Paxton noted in the letter that he recently launched his 15th border-related lawsuit against the administration.

“I look forward to our working together to hold accountable those who have destroyed our border and wreaked havoc on our communities,” he wrote.

Paxton echoed the Republican refrain that a lack of border security is allowing fentanyl to pour into the United States. Those on the other side cite statistics that indicate fentanyl is coming into the country chiefly through legal ports of entry and primarily being transported by U.S. citizens.

“Fentanyl is a very serious and urgent issue. It’s just not an immigration issue,” said Zach Mueller, political director for America’s Voice. “The fentanyl that is being trafficked in the United States comes through ports of entry, not with migrants seeking asylum.”

Texan Brandon Dunn testified at Wednesday’s hearing about how he co-founded the nonprofit Forever 15 Project after his 15-year-old son Noah died of illicit fentanyl poisoning on Aug. 21. Dunn said Noah was a sophomore at Johnson High School in Hays County, murdered by a drug dealer who was selling counterfeit Percocet pills.

“Illicit fentanyl is primarily manufactured in Mexico by the drug cartels and smuggled through our southern border and it is true that most seizures happen at border checkpoints ... however, due to the lethality of this drug, any amount smuggled in a backpack, or a fanny pack, or even somebody’s pocket can be enough to kill thousands of people,” Dunn testified.

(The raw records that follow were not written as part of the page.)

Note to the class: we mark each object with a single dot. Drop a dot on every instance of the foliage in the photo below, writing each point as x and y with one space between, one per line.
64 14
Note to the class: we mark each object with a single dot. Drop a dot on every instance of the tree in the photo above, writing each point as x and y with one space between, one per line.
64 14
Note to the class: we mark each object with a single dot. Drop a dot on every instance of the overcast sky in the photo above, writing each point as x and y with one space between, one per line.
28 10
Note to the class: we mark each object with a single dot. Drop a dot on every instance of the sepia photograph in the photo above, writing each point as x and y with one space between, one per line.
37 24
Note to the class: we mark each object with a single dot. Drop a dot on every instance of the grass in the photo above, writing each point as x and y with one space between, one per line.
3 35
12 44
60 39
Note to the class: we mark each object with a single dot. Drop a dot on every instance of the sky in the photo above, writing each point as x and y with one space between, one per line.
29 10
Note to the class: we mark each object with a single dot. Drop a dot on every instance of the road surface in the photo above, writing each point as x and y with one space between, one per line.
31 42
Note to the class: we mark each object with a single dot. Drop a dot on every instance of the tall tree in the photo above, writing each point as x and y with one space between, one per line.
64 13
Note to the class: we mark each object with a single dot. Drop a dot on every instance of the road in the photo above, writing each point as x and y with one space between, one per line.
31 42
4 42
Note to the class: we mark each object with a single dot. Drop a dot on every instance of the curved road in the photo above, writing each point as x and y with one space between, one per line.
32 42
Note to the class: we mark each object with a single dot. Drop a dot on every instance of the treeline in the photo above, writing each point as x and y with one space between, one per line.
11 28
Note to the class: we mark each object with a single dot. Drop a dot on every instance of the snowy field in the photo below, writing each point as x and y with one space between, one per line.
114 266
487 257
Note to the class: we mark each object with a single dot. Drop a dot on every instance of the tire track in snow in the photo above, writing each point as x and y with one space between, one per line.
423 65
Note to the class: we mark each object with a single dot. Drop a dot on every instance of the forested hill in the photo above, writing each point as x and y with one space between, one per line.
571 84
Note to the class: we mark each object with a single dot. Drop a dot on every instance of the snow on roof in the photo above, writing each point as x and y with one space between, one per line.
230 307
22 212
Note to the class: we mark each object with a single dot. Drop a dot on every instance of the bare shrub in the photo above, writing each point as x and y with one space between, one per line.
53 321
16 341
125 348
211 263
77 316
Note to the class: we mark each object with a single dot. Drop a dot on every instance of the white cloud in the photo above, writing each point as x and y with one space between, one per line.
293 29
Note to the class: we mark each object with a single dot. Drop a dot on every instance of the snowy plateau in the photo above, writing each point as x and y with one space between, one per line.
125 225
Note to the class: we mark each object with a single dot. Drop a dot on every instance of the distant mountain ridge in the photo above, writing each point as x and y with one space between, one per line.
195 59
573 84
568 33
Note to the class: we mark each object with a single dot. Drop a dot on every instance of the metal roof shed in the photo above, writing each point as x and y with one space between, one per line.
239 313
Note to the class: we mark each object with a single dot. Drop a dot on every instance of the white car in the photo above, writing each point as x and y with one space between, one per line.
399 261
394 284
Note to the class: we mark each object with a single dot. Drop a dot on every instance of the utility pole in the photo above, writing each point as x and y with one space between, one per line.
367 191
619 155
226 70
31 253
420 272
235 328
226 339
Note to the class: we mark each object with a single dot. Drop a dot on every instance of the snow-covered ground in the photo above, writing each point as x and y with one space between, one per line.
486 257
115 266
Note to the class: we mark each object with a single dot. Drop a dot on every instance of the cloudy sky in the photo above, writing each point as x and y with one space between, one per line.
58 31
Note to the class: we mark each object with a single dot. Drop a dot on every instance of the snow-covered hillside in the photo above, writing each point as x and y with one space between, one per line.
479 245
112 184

Casar is among the Democrats who have criticized the administration for some of its recent moves leaning into Title 42 and pushing new penalties for those who cross the border illegally.

Casar has praised the administration for opening new legal pathways for some migrants to enter the country but says get-tough aspects of the administration’s latest plans are a misguided response to conservative attacks that will never satisfy those critics.

“The far-right extremists in the Republican Party are not engaging in a policy debate,” Casar said. “They are not going to slow down their attacks on the administration just because the administration takes a harder line on immigration.”

Republicans aren’t backing off their critiques of the administration.

Sen. John Cornyn, R-Texas, this week said the new policies allow the administration to “roll out the welcome mat for tens of thousands of migrants” while making it appear the numbers have fallen.

Those new policies create a magnet for even more migrants to leave home for the United States, he said.

“‘The president hasn’t solved the problem,” Cornyn said. “He’s just swept it under the rug, and he’s arguably made it worse.”